Kein Megatrend bei Aktien, jedoch bei ETFs

Schaut man auf die Aktienmärkte heute, dann haben wir, unterbrochen durch Korrekturen wie die Euro- und die Coronakrise, einen 15 Jahre andauernden Bullenmarkt, der nach der globalen Finanzkrise 2009 begann. Eine breite Aktieneuphorie wie zur Jahrtausendwende existiert jedoch nicht. Es fehlt dafür allein schon der Boom bei Neumissionen und die konjunkturelle sowie geopolitische Lage ist zu wackelig, um von 100-prozentigen Investitionsquoten auszugehen.

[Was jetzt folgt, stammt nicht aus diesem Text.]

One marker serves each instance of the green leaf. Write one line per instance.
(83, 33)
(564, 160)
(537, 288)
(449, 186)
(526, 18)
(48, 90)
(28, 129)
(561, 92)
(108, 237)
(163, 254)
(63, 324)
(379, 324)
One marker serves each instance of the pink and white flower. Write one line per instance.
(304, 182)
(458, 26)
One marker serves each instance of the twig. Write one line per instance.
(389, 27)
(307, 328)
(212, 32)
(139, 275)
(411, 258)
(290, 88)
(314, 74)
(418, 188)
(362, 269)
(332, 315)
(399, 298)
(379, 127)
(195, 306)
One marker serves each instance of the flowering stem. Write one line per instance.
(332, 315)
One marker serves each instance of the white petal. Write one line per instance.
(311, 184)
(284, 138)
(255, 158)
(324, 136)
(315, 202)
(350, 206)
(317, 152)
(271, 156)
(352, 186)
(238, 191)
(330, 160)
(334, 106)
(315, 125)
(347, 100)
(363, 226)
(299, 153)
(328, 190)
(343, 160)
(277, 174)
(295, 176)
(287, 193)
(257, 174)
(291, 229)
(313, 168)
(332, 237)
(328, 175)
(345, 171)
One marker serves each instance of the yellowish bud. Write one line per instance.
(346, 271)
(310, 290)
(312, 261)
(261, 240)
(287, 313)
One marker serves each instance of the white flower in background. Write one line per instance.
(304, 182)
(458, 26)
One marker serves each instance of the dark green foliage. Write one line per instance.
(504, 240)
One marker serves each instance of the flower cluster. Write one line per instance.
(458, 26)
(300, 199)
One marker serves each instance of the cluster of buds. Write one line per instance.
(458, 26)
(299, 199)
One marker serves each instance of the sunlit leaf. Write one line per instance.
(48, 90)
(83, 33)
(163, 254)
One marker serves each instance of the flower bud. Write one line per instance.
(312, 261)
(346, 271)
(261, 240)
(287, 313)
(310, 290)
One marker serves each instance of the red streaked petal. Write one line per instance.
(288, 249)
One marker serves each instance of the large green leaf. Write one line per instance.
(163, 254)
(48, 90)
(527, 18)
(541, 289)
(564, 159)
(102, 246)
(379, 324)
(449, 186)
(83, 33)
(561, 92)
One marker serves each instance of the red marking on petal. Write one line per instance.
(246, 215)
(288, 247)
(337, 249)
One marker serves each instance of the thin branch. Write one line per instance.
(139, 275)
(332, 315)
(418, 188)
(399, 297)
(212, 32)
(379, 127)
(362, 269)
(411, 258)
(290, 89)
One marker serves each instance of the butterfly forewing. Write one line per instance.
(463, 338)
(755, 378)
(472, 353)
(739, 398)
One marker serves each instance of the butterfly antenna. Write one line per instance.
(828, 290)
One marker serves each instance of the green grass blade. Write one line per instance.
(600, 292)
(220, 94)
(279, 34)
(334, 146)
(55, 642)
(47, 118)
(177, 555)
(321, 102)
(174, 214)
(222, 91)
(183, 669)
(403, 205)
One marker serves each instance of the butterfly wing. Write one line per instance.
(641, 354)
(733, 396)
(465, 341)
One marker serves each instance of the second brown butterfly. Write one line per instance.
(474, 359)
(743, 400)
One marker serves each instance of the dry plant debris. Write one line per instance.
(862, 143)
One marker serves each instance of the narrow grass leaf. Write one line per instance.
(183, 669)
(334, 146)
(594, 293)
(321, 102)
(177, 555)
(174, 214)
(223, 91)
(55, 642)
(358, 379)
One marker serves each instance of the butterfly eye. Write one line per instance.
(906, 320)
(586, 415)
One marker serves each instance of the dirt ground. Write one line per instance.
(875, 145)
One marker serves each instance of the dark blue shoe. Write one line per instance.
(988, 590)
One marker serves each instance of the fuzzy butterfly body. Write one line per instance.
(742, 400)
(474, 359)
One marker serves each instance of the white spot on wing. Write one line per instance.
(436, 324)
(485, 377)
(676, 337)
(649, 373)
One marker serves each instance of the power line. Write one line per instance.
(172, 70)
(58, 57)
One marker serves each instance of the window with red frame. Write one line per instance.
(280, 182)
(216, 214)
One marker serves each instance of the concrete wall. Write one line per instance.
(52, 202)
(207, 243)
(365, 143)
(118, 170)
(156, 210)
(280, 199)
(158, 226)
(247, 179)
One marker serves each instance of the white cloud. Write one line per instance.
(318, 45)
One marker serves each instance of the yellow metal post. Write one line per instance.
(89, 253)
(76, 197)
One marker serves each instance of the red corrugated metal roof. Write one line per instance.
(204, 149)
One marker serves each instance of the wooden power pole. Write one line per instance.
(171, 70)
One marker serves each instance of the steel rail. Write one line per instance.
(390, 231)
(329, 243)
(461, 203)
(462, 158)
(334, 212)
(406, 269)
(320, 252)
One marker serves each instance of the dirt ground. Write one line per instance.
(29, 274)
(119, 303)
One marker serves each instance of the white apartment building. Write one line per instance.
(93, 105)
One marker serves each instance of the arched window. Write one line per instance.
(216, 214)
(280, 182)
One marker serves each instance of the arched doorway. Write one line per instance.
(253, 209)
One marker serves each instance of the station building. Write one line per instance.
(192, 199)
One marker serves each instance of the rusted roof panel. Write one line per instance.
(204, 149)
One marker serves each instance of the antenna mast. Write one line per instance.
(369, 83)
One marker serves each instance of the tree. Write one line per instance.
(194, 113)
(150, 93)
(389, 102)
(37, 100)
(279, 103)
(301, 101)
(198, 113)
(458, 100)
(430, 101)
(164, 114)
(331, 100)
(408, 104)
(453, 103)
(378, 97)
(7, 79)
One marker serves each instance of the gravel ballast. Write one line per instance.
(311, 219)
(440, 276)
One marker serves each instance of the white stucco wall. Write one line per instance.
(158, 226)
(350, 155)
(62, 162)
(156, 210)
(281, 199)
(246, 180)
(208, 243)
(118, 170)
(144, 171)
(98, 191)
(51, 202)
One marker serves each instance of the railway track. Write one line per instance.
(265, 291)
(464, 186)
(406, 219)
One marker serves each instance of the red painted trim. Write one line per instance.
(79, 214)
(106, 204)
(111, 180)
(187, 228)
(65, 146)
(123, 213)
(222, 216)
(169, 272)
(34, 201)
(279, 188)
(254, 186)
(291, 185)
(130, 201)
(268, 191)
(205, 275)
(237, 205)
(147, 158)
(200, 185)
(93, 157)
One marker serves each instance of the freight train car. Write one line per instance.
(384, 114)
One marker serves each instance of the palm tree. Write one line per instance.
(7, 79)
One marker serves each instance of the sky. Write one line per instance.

Was jedoch mittlerweile als heiliger Gral betrachtet wird, ist die Feststellung, dass passives Investieren bessere Ergebnisse erbringt als aktives. Das Allheilmittel der Finanzindustrie lautet daher ETF. Und damit sind nicht die neuen aktiven ETFs gemeint, sondern die Billionen schweren, die auf Indizes wie den S&P 500 oder den MSCI World setzen. Niemand zweifelt daran. Lange Zeiträume der Vergangenheit zeigen, dass die meisten aktiven Fonds passive ETFs nicht schlagen können.

Einhelligkeit birgt Gefahren

Doch hier wird es gefährlich. Die enormen Mittel in ETFs sorgen dafür, dass die in den großen Indizes enthaltenen Aktien sich besser entwickeln als die, die nicht enthalten sind. Damit steigt die Bewertung der großen Titel und das Renditepotenzial sinkt. Langfristig kommt bei der Aktienanlage nur das heraus, was die Unternehmen an freiem Cashflow erwirtschaften. Der Trend geht dadurch hin zu großen, marktstarken Aktien, und hier vor allem amerikanischen Technologieaktien wie Apple, Amazon oder Nvidia.

US-Titel machen im MSCI World Index derzeit 70 Prozent aus und im S&P 500 haben die zehn größten Aktien ein Gewicht von über 32 Prozent. Die größten acht sind Technologiewerte. Das massive Investieren in ETFs verzerrt den Markt und wird wahrscheinlich dazu führen, dass unterbewertete, kleine und mittelgroße Aktien und damit aktive Fonds, die auch diese aussuchen, zukünftig besser abschneiden. Denn eine Wahrheit gilt immer am Aktienmarkt: Das, worauf alle setzen, erzielt ab einem gewissen Punkt nur noch unterdurchschnittliche Renditen.